How Having & Sharing a Vision For Your Company can Accomplish the Miraculous | Change Leadership Watch | Scoop.it

Your vision should be a reach AND realistic => based on  an ability to develop key distinctive competencies.


What are examples of a clear vision?

Ewing Kauffman, at his founding of the Kansas City Royals baseball team in 1969, articulated a vision of competing in a World Series within 5 years. While this sounded highly improbable at the time, it caused the entire organization to measure every action it took against the aspiration to be the best! Kauffman built a superb organization and, while there wasn’t a World series within 5 years, the Royals did get to the World Series within 10 years.


The Miami Project to Cure Paralysis was started in 1984 with a vision to “cure spinal cord injury.” This was an audacious goal given the state of spinal cord research at that time.

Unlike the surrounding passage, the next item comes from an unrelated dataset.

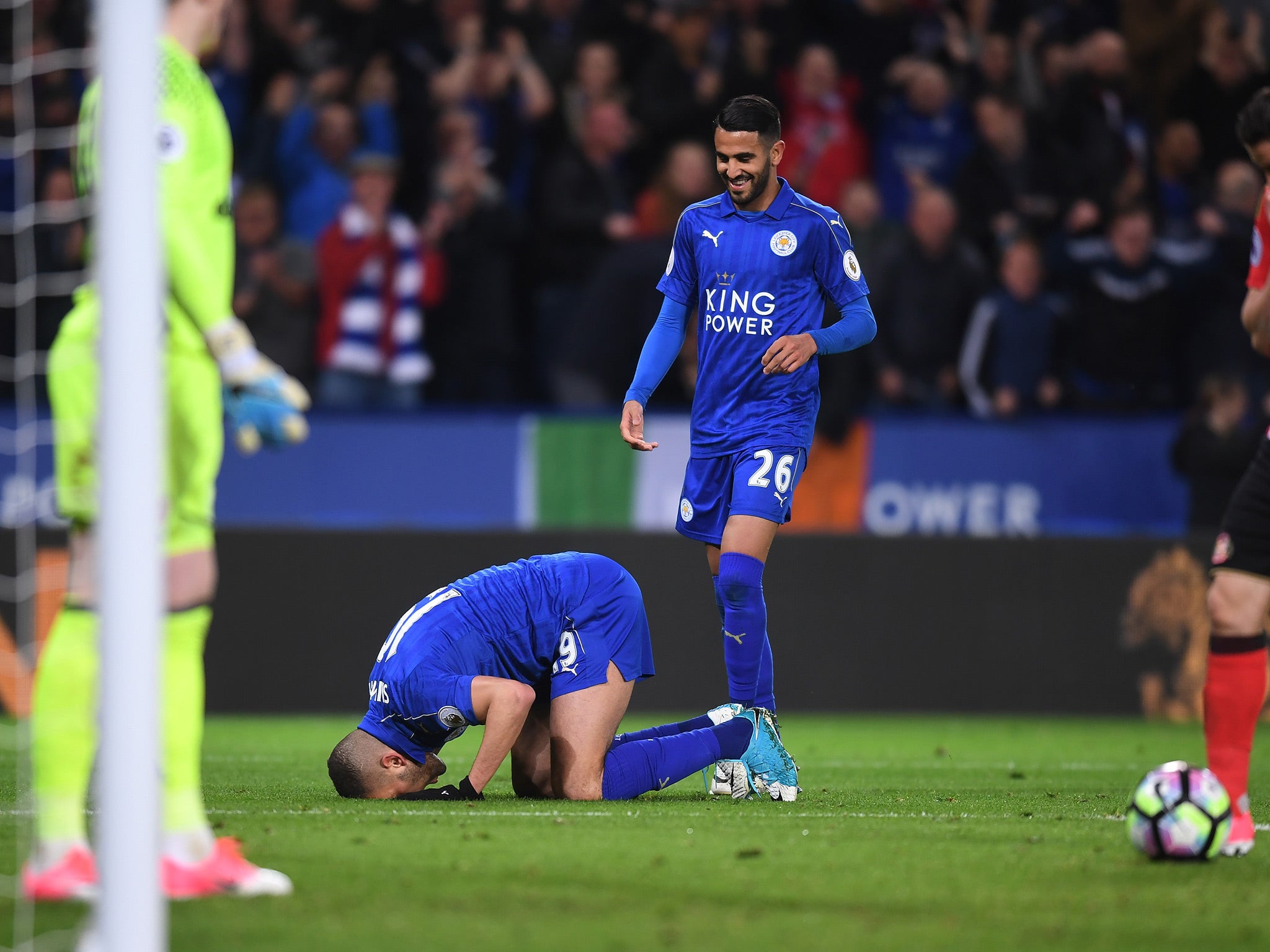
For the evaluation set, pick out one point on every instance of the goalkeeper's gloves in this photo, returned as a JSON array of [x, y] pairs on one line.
[[260, 420], [263, 404], [464, 791]]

Twenty seven years later, the Miami Project has raised over $300 million for research and has pioneered critical breakthroughs in treating spinal cord injury -  unthinkable at its founding

 

In addition to its motivational  value, a clear vision serves as a powerful prism through which you judge every action you take.  It helps you set key priorities.  Does the action in question bring you closer to achieving your vision?

 

For example, if you want to be the best business office products retailer in your city, do you spend sufficient time out speaking with and understanding the office products needs of your potential business customers? A vision  forces you to ask these questions and serves as  a powerful organizing statement for your efforts.